Comme je l'ai dit, il faut qu'elles apprennent à écouter leur horloge biologique. Les médias de masse ont joué un rôle très important là-dedans. Réfléchissez une seconde à Sex and the City, par exemple. Je regardais ça avec mon ex et j'étais toujours stupéfait par le fait que des femmes puissent admirer une bande de quadras sans enfants qui ne pensent qu'à leur carrière et ont une conception malsaine de la sexualité. L'idée-même d'une femme de 40 ans en manque et prête à piquer le mari d'une autre femme de son âge est vraiment dégradante.

Pour en revenir à la communauté LGBT, que pensez-vous de la Gay Pride ?
C'est vraiment super ! Ils en font parfois un peu trop, mais tous les défilés sont comme ça. Ils représentent 10% de la population. Imaginez le potentiel de notre mouvement, à nous, les 90%. Notre initiative est originale, joyeuse, créative. Elle fait appel à l'art, à la tradition et à la musique. C'est magnifique.

Vous avez été critiqués par la communauté LGBT ?
Oui. Un article publié sur un site gay nous qualifiait de « fondamentalistes » et « d'homophobes », et considérait que notre initiative n'était qu'un moyen d'attiser la haine à l'égard des homosexuels. Nous les avons contactés pour mettre les choses au clair et l'article a été retiré.

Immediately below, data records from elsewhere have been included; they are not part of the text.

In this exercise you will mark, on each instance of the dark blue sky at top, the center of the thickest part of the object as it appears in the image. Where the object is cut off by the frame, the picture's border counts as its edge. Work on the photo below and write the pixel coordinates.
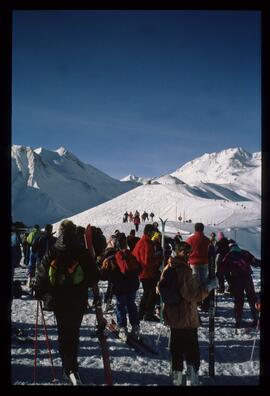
(139, 92)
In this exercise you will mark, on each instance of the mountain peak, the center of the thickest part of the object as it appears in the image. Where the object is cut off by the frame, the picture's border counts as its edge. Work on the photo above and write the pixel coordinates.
(61, 151)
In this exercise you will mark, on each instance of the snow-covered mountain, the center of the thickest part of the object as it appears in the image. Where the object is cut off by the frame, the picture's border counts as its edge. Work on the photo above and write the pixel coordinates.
(136, 179)
(234, 206)
(226, 166)
(51, 185)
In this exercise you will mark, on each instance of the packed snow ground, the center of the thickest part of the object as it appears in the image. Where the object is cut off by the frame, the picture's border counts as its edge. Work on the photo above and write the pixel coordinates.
(233, 352)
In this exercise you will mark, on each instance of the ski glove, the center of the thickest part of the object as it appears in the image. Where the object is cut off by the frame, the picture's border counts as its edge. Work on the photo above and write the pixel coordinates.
(212, 284)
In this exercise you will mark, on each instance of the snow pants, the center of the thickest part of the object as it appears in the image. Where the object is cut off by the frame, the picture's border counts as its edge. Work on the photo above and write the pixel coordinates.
(148, 300)
(244, 285)
(68, 327)
(125, 304)
(184, 345)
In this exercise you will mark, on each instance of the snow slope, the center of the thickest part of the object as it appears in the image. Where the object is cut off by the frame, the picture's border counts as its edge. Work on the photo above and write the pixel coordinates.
(49, 185)
(232, 352)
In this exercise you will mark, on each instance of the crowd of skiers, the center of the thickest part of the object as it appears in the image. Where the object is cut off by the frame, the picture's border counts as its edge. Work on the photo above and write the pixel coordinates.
(60, 271)
(136, 218)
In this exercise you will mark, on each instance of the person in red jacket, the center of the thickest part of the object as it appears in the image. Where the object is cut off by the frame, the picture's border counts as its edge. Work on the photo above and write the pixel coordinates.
(145, 254)
(198, 258)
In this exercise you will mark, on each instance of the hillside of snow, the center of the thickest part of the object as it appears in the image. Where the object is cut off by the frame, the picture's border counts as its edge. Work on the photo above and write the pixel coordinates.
(233, 207)
(227, 166)
(136, 179)
(233, 363)
(50, 185)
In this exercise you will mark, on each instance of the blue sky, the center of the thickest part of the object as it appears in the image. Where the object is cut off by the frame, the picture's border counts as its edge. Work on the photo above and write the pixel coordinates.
(139, 92)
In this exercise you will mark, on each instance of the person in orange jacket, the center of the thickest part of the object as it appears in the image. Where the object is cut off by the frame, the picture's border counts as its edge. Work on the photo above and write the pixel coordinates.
(145, 255)
(198, 259)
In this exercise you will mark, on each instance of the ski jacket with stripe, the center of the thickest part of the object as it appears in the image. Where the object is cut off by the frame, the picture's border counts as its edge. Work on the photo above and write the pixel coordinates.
(74, 295)
(145, 255)
(199, 248)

Vous ne pensez pas être un peu vieux-jeu ?
Si, bien sûr, et ça me plaît. Depuis 1968, nos valeurs ont beaucoup changé. Il y a eu une volonté de tout reconstruire, mais il est temps de regarder en arrière et d'être prêt à faire notre auto-critique.

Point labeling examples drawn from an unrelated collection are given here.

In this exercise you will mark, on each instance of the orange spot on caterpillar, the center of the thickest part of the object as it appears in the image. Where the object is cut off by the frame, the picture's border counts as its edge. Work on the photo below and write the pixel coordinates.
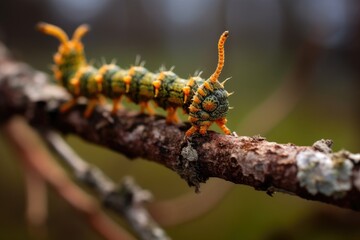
(145, 106)
(127, 81)
(209, 106)
(193, 109)
(204, 128)
(193, 119)
(201, 92)
(156, 84)
(116, 105)
(172, 116)
(53, 30)
(208, 86)
(57, 74)
(196, 99)
(191, 131)
(186, 91)
(221, 57)
(221, 123)
(58, 58)
(89, 82)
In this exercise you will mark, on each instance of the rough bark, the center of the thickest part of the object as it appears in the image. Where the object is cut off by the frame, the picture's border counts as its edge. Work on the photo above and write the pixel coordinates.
(311, 172)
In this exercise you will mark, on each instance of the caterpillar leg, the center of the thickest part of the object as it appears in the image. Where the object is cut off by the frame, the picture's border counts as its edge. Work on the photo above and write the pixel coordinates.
(191, 131)
(66, 106)
(221, 123)
(90, 107)
(144, 106)
(204, 127)
(116, 105)
(172, 116)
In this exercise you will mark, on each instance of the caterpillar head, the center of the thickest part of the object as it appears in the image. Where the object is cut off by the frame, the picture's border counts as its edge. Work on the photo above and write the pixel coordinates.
(70, 50)
(210, 103)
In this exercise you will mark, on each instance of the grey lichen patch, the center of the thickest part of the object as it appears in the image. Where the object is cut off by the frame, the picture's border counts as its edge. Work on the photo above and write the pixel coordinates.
(188, 167)
(189, 153)
(322, 173)
(323, 145)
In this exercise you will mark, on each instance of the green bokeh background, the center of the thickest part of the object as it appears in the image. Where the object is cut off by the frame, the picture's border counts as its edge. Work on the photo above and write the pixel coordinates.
(328, 109)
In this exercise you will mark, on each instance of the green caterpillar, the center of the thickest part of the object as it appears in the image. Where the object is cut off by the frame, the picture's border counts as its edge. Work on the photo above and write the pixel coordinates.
(206, 101)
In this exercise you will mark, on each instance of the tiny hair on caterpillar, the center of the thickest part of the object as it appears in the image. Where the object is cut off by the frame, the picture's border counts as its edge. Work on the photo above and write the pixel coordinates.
(204, 100)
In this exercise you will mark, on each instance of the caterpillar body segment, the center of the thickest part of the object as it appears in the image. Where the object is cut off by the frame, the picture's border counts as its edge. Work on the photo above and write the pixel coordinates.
(205, 100)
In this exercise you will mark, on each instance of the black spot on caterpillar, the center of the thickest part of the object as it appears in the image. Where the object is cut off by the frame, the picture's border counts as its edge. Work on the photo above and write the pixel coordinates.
(205, 100)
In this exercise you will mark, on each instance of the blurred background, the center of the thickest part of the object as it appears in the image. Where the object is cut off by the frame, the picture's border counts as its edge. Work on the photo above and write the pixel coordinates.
(295, 68)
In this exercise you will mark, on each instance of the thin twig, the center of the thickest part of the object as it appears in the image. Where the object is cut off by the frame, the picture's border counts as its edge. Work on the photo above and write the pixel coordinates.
(126, 200)
(311, 172)
(276, 107)
(29, 150)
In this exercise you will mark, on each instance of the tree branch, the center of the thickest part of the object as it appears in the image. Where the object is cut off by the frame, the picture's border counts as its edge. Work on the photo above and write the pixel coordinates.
(126, 200)
(311, 172)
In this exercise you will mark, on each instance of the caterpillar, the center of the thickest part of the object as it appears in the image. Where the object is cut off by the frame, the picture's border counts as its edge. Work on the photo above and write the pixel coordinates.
(204, 100)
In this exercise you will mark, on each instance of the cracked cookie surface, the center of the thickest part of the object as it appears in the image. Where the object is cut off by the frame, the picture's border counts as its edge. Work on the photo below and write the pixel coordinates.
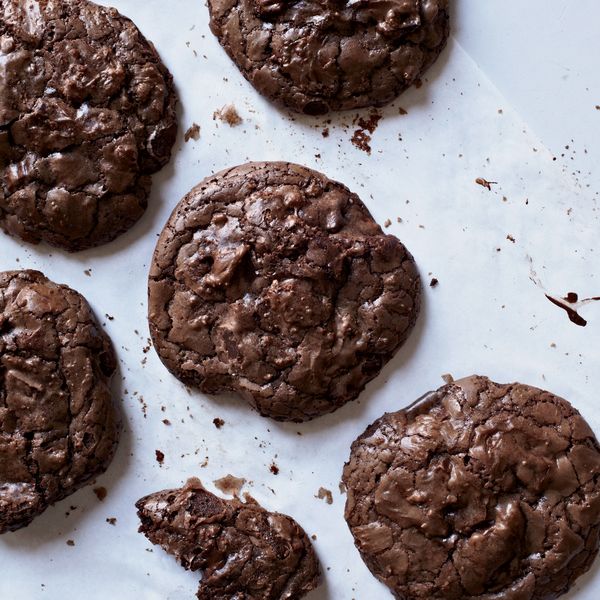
(87, 114)
(479, 490)
(272, 281)
(244, 551)
(58, 426)
(319, 55)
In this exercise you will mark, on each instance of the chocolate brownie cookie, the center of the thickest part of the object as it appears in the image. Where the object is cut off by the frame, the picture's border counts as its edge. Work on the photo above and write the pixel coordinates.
(57, 421)
(319, 55)
(245, 551)
(87, 114)
(275, 282)
(479, 490)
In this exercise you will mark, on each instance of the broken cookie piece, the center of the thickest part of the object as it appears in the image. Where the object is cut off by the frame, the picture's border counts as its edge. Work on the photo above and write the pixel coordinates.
(244, 551)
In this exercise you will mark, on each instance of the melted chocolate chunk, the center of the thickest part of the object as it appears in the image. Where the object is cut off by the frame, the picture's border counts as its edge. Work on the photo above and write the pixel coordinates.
(58, 425)
(319, 55)
(87, 114)
(479, 491)
(273, 281)
(244, 551)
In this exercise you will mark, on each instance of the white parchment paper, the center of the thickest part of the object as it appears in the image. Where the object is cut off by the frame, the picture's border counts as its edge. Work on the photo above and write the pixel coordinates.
(485, 316)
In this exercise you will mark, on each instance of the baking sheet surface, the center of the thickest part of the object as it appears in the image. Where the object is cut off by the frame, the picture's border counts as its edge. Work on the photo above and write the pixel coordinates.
(495, 253)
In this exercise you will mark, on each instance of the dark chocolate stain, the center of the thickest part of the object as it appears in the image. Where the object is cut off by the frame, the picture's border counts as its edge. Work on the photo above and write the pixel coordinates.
(573, 315)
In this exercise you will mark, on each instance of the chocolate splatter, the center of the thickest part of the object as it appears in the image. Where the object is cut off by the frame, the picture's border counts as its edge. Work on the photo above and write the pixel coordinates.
(100, 493)
(570, 303)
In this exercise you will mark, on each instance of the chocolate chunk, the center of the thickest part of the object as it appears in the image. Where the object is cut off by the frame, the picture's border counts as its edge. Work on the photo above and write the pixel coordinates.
(58, 427)
(319, 55)
(273, 281)
(479, 490)
(87, 114)
(243, 550)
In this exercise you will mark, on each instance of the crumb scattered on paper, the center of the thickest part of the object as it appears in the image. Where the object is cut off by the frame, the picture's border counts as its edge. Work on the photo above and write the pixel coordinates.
(485, 183)
(325, 494)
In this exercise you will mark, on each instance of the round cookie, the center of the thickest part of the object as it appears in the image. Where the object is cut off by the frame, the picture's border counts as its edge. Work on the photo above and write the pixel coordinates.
(314, 56)
(58, 426)
(275, 282)
(87, 114)
(479, 490)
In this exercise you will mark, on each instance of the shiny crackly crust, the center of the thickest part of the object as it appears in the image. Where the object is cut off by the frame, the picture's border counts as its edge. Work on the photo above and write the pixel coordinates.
(480, 490)
(273, 281)
(87, 114)
(58, 426)
(244, 551)
(319, 55)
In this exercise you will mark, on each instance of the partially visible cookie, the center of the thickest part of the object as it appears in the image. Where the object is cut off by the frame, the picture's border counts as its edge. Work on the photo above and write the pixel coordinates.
(275, 282)
(479, 490)
(314, 56)
(58, 426)
(244, 551)
(87, 114)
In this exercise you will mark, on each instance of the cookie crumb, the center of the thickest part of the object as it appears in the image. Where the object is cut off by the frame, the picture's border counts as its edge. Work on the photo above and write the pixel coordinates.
(100, 493)
(366, 127)
(325, 494)
(485, 183)
(193, 133)
(228, 114)
(230, 485)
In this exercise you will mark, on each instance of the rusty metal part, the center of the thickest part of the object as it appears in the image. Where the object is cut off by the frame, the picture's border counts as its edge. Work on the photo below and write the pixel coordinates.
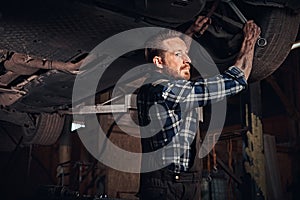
(8, 77)
(25, 64)
(296, 45)
(7, 99)
(46, 131)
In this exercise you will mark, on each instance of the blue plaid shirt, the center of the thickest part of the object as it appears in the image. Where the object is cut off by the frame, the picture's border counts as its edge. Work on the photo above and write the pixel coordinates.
(167, 116)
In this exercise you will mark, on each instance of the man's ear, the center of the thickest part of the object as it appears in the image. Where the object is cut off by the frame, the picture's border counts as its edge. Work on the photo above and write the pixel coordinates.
(158, 61)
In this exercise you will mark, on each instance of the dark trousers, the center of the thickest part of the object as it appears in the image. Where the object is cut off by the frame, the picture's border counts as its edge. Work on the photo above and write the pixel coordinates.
(167, 185)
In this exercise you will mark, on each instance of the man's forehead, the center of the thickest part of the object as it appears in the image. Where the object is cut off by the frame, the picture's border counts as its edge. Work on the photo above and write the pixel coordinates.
(174, 44)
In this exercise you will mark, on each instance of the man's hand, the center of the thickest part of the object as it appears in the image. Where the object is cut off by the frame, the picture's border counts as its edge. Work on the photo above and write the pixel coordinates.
(244, 60)
(199, 26)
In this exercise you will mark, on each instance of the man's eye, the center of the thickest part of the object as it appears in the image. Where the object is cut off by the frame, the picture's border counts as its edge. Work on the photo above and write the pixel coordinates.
(178, 54)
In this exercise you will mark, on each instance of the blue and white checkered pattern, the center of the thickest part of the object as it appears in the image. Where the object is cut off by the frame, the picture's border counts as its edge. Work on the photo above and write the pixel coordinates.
(168, 111)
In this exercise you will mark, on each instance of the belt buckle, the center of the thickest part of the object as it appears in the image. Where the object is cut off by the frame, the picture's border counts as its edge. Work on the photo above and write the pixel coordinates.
(177, 176)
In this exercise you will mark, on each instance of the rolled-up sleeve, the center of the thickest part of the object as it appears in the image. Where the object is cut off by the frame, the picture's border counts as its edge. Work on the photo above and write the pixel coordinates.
(191, 94)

Vous pensez vraiment que les gens vont prêter attention à vos revendications ?
Bien sûr. Sinon je n'aurais pas investi mon argent dans Etero Pride et déposé la marque. C'est une marque déposée dans tous les pays européens, ce qui n'est pas rien. La marque « Etero Pride » m'appartient. Je n'ai pas pris de vacances depuis 4 ans. J'aurais pu dépenser mon argent pour partir en voyage, mais le projet Etero Pride a focalisé toute mon attention. Le seul mot qui compte vraiment pour Giuliano Visalli, c'est « émotion ».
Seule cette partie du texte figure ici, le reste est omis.